Папироса в руке Романова погасла. Он слушал.

— Я не понимаю людей, у которых обморок оттого, что Маркин посидел в милиции три дня… Ах-ах, мало оснований! А, собственно, отчего ахать? Кто такой Маркин? Это человек, который виртуозно подделывает ключи. Он уже пробовал забираться в чужую квартиру. И если только он не крал, то в силу категорического императива: нельзя — поймают, посадят. А в другом, более безопасном случае украдет. И вот мы сейчас ахаем, расшаркиваемся перед ним: извините, улик против вас так мало, а мы вас продержали три дня. Такой либерализм он оценит по-своему: ага, рассудит он, раз в отделении милиции есть такие добренькие дяденьки, как Ковалев, а в прокуратуре, как дяденька Романов, значит, и бояться особенно нечего. Просто красть надо умнее, квалифицированнее, чище, тогда даже и на три дня сажать не будут. Человек он умный, изобретательный, изучит криминалистику, полистает кодекс и начнет лепить нам такие кражи, что мы только руками разведем.
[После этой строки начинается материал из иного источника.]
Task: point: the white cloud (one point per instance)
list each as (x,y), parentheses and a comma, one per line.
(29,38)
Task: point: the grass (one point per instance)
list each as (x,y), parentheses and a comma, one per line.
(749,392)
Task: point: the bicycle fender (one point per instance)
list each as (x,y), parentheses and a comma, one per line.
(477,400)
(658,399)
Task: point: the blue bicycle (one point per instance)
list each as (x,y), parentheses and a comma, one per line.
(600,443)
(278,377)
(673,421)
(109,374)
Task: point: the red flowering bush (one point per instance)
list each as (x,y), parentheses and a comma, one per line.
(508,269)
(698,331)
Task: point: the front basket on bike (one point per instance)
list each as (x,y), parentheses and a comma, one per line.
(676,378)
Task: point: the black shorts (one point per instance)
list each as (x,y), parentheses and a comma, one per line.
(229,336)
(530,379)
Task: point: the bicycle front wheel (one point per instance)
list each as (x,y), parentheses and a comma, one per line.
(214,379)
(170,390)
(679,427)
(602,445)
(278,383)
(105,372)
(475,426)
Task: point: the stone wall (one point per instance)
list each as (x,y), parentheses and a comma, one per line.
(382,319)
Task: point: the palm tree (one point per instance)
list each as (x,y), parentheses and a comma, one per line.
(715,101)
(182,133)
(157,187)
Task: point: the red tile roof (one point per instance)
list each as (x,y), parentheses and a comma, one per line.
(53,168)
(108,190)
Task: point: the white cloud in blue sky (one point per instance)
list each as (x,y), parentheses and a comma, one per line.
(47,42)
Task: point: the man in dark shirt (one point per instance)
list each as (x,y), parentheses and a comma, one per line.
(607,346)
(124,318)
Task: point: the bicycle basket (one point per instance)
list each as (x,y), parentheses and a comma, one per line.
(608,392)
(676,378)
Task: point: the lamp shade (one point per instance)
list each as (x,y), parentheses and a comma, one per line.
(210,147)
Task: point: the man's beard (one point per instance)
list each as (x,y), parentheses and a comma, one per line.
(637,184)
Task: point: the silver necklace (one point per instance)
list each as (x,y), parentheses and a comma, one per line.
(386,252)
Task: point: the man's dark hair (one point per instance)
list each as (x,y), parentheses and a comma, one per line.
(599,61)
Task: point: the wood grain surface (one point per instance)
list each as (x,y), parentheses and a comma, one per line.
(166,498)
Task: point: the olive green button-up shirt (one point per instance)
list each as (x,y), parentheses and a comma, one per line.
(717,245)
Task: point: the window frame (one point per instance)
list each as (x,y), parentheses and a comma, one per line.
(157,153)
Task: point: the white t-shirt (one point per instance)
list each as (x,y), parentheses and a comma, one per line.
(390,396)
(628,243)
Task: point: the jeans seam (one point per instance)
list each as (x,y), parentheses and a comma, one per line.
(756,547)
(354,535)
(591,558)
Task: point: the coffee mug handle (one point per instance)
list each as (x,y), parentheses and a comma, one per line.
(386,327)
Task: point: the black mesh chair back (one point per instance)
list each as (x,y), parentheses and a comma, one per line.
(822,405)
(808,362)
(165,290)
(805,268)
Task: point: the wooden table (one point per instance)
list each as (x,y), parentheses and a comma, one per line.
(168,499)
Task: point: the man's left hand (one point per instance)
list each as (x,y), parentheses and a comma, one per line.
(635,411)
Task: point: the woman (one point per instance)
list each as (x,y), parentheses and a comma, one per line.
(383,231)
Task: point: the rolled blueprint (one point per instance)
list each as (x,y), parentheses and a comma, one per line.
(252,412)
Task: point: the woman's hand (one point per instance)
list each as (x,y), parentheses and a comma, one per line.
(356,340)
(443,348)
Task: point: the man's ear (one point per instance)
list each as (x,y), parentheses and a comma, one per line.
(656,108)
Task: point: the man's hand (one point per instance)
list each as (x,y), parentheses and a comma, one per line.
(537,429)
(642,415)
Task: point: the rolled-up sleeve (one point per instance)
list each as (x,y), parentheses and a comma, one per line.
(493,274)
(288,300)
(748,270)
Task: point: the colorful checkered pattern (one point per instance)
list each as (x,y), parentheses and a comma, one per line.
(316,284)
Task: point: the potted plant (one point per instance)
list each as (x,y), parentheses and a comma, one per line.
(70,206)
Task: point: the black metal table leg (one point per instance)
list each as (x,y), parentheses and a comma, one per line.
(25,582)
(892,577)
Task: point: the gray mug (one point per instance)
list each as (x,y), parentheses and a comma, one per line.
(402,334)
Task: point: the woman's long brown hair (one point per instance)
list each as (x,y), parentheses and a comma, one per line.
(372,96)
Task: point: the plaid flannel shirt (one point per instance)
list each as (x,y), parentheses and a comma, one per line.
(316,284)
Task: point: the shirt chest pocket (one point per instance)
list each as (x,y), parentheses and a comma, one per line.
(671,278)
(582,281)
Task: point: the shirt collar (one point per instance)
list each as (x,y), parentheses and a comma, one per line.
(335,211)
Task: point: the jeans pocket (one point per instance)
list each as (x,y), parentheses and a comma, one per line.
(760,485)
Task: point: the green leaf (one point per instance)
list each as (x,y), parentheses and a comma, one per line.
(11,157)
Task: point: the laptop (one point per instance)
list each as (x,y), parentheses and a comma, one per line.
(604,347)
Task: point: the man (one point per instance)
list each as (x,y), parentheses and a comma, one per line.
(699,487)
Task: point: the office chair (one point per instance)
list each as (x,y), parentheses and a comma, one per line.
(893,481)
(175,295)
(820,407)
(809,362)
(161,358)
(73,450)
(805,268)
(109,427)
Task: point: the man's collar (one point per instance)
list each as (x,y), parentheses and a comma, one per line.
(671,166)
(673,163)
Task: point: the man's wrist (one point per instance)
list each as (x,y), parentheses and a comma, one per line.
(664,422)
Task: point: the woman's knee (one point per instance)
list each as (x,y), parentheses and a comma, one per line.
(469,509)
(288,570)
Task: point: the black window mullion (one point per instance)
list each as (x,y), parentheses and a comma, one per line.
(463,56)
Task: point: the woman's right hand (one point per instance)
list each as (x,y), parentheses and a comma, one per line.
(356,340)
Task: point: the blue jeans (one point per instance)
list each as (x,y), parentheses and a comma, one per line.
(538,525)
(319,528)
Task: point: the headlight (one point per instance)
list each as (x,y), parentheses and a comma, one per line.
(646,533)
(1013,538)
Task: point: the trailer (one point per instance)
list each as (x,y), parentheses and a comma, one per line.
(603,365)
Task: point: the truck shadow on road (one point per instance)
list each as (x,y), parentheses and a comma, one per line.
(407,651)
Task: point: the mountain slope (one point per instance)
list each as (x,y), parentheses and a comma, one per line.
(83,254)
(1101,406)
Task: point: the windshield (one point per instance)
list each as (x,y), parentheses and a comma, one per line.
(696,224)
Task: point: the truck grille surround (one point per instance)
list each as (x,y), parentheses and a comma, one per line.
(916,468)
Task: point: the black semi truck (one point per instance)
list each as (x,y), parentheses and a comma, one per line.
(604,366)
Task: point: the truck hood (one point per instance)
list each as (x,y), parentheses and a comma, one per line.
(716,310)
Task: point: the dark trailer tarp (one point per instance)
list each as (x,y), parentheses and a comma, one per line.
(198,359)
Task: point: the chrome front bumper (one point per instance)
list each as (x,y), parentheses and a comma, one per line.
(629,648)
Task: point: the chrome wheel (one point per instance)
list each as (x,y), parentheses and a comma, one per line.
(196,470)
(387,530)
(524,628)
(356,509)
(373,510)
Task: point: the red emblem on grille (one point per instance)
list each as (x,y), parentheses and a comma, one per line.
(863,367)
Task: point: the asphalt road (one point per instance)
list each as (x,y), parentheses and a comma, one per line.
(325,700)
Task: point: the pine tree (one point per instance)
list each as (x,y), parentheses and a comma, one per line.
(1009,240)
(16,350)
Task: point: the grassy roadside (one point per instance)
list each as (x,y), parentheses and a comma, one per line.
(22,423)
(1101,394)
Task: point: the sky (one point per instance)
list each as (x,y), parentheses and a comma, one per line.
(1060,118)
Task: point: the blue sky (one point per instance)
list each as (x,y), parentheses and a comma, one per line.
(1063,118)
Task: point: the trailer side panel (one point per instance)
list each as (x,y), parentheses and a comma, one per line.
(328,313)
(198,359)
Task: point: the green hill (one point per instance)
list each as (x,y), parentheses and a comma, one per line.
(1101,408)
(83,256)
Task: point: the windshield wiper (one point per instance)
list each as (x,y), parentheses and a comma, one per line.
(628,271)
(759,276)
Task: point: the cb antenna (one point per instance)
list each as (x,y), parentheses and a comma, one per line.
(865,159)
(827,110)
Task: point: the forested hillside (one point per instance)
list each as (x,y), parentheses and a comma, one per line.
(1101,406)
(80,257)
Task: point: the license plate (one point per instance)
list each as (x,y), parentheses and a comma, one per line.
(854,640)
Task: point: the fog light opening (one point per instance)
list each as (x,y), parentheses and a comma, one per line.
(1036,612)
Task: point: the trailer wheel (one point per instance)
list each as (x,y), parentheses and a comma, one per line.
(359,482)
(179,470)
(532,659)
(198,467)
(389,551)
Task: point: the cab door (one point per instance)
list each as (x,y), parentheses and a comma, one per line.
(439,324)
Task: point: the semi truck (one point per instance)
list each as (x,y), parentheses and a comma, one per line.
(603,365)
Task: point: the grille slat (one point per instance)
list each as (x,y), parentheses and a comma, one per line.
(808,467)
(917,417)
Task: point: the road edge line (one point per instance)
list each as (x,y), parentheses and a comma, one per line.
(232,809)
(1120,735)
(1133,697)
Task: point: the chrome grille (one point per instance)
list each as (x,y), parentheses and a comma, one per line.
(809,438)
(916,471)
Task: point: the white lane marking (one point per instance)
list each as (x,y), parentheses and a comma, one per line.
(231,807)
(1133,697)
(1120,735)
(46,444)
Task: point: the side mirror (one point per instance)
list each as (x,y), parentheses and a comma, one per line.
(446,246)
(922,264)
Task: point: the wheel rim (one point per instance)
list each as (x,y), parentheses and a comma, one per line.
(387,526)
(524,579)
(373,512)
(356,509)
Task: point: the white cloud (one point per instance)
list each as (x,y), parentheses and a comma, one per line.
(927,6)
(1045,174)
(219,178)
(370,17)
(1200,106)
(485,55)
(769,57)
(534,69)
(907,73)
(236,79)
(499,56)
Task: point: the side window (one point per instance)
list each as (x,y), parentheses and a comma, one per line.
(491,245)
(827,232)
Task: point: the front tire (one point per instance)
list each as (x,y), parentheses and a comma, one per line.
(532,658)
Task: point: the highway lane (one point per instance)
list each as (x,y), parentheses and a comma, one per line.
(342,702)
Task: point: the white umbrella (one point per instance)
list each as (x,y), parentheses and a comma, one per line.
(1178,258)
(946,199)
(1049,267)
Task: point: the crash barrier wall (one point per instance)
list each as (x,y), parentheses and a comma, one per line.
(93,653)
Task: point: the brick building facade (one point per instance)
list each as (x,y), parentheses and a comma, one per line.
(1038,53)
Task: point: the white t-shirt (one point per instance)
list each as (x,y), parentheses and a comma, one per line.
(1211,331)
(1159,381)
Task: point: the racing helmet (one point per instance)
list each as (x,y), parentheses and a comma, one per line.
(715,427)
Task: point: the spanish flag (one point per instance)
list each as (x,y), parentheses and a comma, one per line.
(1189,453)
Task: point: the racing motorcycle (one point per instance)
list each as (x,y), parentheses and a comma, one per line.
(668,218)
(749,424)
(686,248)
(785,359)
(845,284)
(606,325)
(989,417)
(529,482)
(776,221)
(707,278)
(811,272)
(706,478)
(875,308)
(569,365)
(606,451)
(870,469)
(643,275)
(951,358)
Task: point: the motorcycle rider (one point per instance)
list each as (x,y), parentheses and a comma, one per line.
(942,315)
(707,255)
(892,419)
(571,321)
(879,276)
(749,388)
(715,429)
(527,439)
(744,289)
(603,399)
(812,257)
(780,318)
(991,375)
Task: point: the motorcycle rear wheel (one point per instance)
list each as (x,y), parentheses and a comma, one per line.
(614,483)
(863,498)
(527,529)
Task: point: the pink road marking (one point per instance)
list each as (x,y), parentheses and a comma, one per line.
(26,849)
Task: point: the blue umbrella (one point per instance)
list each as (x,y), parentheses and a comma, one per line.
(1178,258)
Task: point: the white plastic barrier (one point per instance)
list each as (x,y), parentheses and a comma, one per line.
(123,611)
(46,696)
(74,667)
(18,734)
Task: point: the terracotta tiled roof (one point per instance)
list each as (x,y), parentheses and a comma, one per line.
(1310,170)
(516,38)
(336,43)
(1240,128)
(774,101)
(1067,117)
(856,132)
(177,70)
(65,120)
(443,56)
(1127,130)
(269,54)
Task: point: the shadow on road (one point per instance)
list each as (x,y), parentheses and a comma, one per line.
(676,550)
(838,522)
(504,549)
Будем знать, что это он, а ничего не сделаем: без доказательств не возьмешь, а с уликами нам он не дастся. Вот и сейчас висят две аналогичные кражи. Кто поручится, что не его рук дело? Знаете, с ворьем другой раз, ей-богу, и ошибиться не грех. Ведь грустно и смешно. Почти на сороковом году революции никак не покончим с преступностью! А ведь это только мы виноваты. Миндальничаем, либеральничаем. И с кем? Вон в Финляндии отрубали за воровство руки — и ни одного карманника не было. Без замков люди жили. А мы до сих пор пудовые замки к сараям привешиваем, к каждой паршивой скамейке в сквере сторожей ставим. Посчитай-ка, во сколько обходятся нашему социалистическому строительству все эти замки, побитые хулиганами фонари и стекла, изуродованные урны, памятники, насаждения, разные вахтеры, сторожа, собаки, ночная охрана, заборы — миллиарды выйдут… Да если бы вовремя расправились с преступниками, у нас бы облик земли другой был, мы бы на две пятилетки вперед ушли! А мы: «Ах! Маркин просидел три дня». Ну, просидел — и выпустим. Ничего страшного. Ахаем не там, где следует. Знаете, альтруизм — вещь, конечно, приятная и ублажает душу, но в нашем деле совершенно недопустим, совершенно недопустим, товарищ Романов. Я не себя оправдываю. Я слишком прав для этого. Просто в нашем деле доброта — хуже воровства. И когда Ковалев с трибуны начинает слезы лить: ах, они бедненькие, — я ненавижу его за это. Я ведь знаю этих бедненьких… Дай им волю, они резать людей начнут.

Романов слушал его с изумлением. Так горячо Яхонтов не говорил никогда. Временами ему казалось, что Яхонтов прав, даже очень прав, но согласиться с ним он уже не мог, не мог потому, что Яхонтов был… Яхонтов. Все возмущалось внутри.